Did you know that the first Friday in March was National Employee Appreciation Day? There may be several people with employers who took the special holiday to focus on employee appreciation. But, there are probably just as many, if not more, who never even knew the day existed.
The workplace can feel like a thankless place at times with shortening deadlines and increasing stress levels. So, what do you do the other 364 days of the year when it’s not Employee Appreciation Day? Here are some things you can do to feel a little more gratitude from co-workers and managers at a hectic workplace.
Many times, our interactions with other people can be boiled down to the famous line from the Beatles song “The End” that says, “And in the end, the love you take
is equal to the love you make.”
Basically, if you want to feel appreciated, try showing gratitude and giving out compliments to others.

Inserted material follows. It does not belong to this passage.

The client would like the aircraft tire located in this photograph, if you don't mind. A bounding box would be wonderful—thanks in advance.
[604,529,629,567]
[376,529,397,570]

It might feel weird and out of place, but if you can influence your work culture with positive words, the appreciation will come back to you. Besides, doesn’t it feel good to make others feel good, too?
Take a Compliment
While complimenting and encouraging others is a great start to creating an environment of appreciation, you’re going to need to leave a little bit of modesty at the door. That means, you’ll need to be able to accept the compliments as much as you give them.

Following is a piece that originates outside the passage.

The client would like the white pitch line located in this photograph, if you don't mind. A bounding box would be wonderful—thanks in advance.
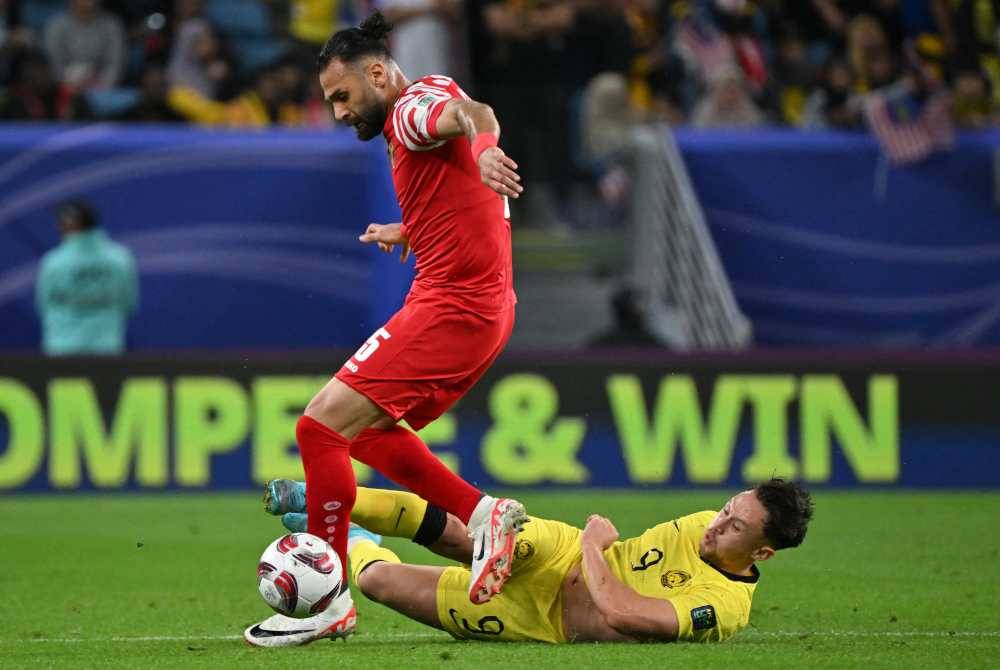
[0,630,1000,645]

If you shrug off or deflect honest gratitude toward yourself, you could be discouraging others from showing their appreciation. If you just reply with “Just doing my job” or “It was nothing” you’re not giving co-workers or managers a reason to repeat the same gestures.
Toot Your Own Horn
If you want to talk to your manager about their lack of appreciation for your work, you might not get the results you are looking for with a negative attitude of, “I don’t feel appreciated for what I do.” Instead, create a positive environment by finding ways of making your boss aware of your accomplishments. Find clever ways of promoting yourself that aren’t blatantly directed toward yourself.

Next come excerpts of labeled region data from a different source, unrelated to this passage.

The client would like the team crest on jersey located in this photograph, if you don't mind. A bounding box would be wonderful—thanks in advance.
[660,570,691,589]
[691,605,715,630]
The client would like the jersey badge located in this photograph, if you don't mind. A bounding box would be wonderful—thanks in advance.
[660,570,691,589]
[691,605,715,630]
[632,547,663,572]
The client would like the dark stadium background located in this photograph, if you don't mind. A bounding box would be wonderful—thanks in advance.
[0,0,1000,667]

Focus on your accomplishments that have directly benefited your employer. What did you do to bring in more customers or clients? Did you do something that positively affected the company’s bottom line?
Respect the Routine
Sometimes you feel like there aren’t opportunities to demonstrate your good works when doing your job is business as usual. There might not be a negative standard to compare your greatness to. You don’t have to reinvent your place or role in the grand scheme of work, but little things like maintaining a positive attitude can quickly gain the attention of your co-workers and managers. They will know when you gave your workday 100% and will begin to wonder what your secret is.
Just because your employer may have skipped out on Employee Appreciation Day doesn’t mean you shouldn’t reward yourself. If you follow these guidelines, you can take pride in knowing that a job done well doesn’t go unnoticed.